Reflections on BARC’s recent briefing with Dremio by Timm Grosser, BARC’s Senior Analyst for Data Management
What is a data lake engine?
In short, it should help to find data in its (cloud) data lake quickly and easily, and to evaluate it with a high level of query performance. Technically speaking, it is an SQL-based query engine with a semantic layer that enables queries on different data storage systems (on-premises or cloud-based). It acts as a central access point for JDBC/ODBC-compatible user tools.
About Dremio
Dremio was established in 2015 with headquarters in Santa Clara, USA. Currently, around 120 employees work for the technology supplier. Customers include companies such as Diageo, Microsoft, NCR, PayPal, Standard Chartered and Transunion. In the DACH region, DATEV, DB Cargo, Henkel and Software AG (Cumulocity IoT) already use Dremio. Datev, DBCargo and Henkel are among the showcase customers in the DACH region. Dremio is suitable for use by companies from all industry sectors. A dedicated team was established in early 2020 to focus on the German-speaking market. The company plans to expand this team in the future.
In 2018, Dremio Enterprise Edition was launched as a supplement to the open source Dremio Community Edition product. The Enterprise Edition primarily includes additional enterprise functions related to data protection and security as well as services. Dremio can be used on-premises and/or in your own cloud account (AWS, Azure).
Dremio is available in the AWS and Azure marketplaces and is a co-sell partner of both these providers.
Another strong global partner is Tableau. Tableau uses Dremio primarily for SQL data access to distributed file systems and has already convinced several customers to work with Dremio.
Dremio is leveraged and has recently received a US$70 million cash injection.
The mission
With its technology, Dremio aims to simplify and accelerate access to data for analytical workflows and to make this more cost-effective than other players in the market.

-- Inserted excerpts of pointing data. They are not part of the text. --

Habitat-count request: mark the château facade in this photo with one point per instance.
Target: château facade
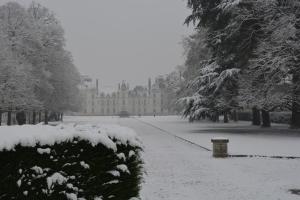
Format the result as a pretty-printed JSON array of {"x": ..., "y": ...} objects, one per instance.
[{"x": 138, "y": 101}]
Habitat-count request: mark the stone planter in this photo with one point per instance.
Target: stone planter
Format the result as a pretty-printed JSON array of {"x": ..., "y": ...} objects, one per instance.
[{"x": 220, "y": 149}]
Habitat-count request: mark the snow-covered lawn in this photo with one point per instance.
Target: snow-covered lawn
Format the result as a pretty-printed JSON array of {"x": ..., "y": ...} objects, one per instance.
[
  {"x": 244, "y": 138},
  {"x": 177, "y": 170}
]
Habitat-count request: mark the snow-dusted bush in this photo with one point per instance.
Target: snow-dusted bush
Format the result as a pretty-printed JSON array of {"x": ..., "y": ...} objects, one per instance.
[{"x": 69, "y": 162}]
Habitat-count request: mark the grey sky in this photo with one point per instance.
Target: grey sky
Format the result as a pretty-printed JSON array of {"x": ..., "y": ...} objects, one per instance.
[{"x": 117, "y": 40}]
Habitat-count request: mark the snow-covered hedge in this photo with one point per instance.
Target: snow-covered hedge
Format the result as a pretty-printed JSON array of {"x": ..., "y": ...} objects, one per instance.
[{"x": 69, "y": 162}]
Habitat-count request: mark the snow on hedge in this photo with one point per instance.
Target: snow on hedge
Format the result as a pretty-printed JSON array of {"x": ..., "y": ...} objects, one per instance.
[{"x": 30, "y": 135}]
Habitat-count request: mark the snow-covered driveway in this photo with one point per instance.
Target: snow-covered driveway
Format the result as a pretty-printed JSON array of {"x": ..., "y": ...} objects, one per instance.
[{"x": 177, "y": 170}]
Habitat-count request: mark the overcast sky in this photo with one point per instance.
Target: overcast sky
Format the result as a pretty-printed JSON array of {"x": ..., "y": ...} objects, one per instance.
[{"x": 117, "y": 40}]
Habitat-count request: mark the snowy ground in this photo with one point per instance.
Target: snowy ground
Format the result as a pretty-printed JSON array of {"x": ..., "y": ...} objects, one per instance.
[{"x": 177, "y": 170}]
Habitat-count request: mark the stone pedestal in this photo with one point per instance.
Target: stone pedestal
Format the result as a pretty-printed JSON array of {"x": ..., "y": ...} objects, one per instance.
[{"x": 220, "y": 149}]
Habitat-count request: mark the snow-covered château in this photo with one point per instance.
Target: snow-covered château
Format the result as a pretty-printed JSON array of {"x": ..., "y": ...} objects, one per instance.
[{"x": 138, "y": 101}]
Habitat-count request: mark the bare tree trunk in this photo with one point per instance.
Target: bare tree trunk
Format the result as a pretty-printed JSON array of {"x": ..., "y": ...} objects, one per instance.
[
  {"x": 0, "y": 117},
  {"x": 295, "y": 120},
  {"x": 265, "y": 118},
  {"x": 9, "y": 118},
  {"x": 46, "y": 116},
  {"x": 235, "y": 116},
  {"x": 40, "y": 116},
  {"x": 226, "y": 120},
  {"x": 33, "y": 117},
  {"x": 255, "y": 117}
]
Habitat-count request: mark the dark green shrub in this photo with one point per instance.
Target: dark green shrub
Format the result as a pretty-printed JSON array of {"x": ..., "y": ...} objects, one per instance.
[{"x": 78, "y": 170}]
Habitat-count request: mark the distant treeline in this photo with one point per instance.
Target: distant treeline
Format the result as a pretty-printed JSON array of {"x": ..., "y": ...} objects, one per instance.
[
  {"x": 243, "y": 55},
  {"x": 37, "y": 73}
]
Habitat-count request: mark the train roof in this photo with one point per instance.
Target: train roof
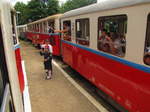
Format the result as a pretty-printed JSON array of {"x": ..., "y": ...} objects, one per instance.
[
  {"x": 47, "y": 18},
  {"x": 21, "y": 26},
  {"x": 103, "y": 5}
]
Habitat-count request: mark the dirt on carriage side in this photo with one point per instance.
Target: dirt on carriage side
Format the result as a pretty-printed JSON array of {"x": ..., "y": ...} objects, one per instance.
[{"x": 55, "y": 95}]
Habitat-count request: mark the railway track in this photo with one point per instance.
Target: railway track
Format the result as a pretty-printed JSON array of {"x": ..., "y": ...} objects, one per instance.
[{"x": 90, "y": 88}]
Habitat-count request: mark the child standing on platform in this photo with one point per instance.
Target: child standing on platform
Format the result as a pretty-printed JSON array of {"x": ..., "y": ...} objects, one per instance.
[{"x": 48, "y": 59}]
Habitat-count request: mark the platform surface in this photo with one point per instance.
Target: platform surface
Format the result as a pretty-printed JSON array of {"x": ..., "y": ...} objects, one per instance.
[{"x": 55, "y": 95}]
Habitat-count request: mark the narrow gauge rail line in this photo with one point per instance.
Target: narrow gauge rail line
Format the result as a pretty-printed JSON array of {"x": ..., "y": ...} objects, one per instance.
[{"x": 86, "y": 85}]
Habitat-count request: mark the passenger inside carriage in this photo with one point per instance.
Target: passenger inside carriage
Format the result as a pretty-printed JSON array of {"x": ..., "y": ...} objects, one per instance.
[
  {"x": 50, "y": 29},
  {"x": 66, "y": 31},
  {"x": 147, "y": 58}
]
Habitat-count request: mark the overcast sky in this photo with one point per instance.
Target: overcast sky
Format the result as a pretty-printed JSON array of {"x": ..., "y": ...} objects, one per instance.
[{"x": 25, "y": 1}]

Its cost-effectiveness extends beyond technology license fees: its approach of not moving and duplicating data in the overall architecture also saves costs. Dremio follows the approach of providing fast, flexible access to (distributed) data via a user-friendly interface. This is to avoid additional persistent layers such as aggregations and to give users a platform to perform ad hoc analyses.
Its main users are business analysts, data scientists and data engineers. Dremio considers it important to be seen as an agnostic tool. It enables the querying of different data storage technologies at different locations (cross-cloud, on-premises/cloud, etc.).
The technology
Dremio goes back to Apache Drill, an SQL engine for Hadoop. This has never really caught on for analytical workloads, mainly for reasons of performance and complex handling. Apache Arrow – a technology that Dremio makes use of – was co-developed by Dremio co-founder and CTO Jaques Nadeau and is still being developed. Apache Arrow provides a cross-language development platform for in-memory data and specifies a standardized language-independent column storage format for flat and hierarchical data. This becomes interesting when it comes to linking different data stores with different formats for analytical queries and still delivers good performance.

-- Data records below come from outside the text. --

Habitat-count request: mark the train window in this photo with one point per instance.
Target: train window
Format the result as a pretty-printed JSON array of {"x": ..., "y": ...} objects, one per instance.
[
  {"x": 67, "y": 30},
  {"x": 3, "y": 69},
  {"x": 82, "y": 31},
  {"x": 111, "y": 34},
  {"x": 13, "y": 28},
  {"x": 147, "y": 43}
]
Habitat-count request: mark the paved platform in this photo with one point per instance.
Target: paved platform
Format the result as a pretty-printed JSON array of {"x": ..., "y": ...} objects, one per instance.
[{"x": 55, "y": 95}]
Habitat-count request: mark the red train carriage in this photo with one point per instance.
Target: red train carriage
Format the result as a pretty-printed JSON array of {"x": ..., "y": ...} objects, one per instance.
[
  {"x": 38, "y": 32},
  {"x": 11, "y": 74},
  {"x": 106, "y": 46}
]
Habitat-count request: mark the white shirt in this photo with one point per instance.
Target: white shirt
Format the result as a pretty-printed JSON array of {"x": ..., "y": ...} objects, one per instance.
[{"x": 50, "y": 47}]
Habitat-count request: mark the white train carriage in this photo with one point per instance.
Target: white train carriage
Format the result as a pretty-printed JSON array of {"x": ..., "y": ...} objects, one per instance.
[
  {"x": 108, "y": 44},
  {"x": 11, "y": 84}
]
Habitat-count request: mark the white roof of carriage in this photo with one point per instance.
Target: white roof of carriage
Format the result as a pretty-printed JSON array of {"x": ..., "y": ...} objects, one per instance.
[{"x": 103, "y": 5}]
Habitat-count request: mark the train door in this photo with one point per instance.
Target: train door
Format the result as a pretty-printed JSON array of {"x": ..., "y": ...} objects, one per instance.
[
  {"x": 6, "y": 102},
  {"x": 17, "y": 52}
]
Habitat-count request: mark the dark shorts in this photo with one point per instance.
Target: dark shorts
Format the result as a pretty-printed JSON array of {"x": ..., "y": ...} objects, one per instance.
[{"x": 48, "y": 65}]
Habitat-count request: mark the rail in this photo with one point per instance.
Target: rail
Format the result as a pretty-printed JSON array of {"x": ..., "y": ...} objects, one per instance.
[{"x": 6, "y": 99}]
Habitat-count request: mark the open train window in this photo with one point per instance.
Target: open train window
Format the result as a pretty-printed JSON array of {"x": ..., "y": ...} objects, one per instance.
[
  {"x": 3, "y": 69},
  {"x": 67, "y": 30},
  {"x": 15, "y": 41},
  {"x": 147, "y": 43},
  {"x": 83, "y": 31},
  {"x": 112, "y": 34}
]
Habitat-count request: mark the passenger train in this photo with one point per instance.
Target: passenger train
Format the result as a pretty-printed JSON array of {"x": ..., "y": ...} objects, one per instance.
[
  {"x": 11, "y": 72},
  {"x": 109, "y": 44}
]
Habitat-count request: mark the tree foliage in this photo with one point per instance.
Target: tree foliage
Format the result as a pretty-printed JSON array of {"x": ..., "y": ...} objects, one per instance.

Dremio provides connectors to various relational and non-relational storage technologies and distributed file systems. The next step is to execute queries on the connected systems. These queries are defined as virtual datasets and are executed (live) at the time of execution. Each query uses acceleration mechanisms such as massive parallel processing (MPP), query optimization or push-down options. The push-down allows the delegation of workload to the source systems. One of Dremio’s main performance features is called “Reflections”. These resemble “materialized views” and persist physically optimized data representation in column-based Parquet files if desired. With each query, Dremio checks whether a persisted (precalculated) intermediate result is available, thus saving computing time. An internal catalog is available for data searches in the technical metadata. The technical metadata can be tagged with wikis and tags, making it findable for the more professional user. The solution does not replace an enterprise data catalog, but can be integrated with one.
Further expansion of Reflections is a particularly exciting aspect of Dremio’s roadmap. Today, these still have to be set up manually. In the future, the system is set to provide “intelligent” support with the help of data from the query behavior.
Analyst opinion
Dremio is a query engine for analytical workloads, preferably on (cloud) data lakes. The technology offers an approach to virtually merge today’s complex, heterogeneous system landscapes. The idea of an access layer across different cloud offerings seems especially attractive and opens up the possibility to operate on more than one cloud platform, giving the analyst a lot of flexibility in data delivery. A technology/vendor lock-in is avoided.
Dremio calls itself a query engine with a semantic layer and leaves the data processing to the specialists. This is how it successfully differentiates itself from providers such as Databricks and Denodo. The promise: high performance at low cost.
It remains to be seen to what extent its performance convinces customers. We are looking forward to finding out more in our upcoming reference customer meetings and technological deep dives.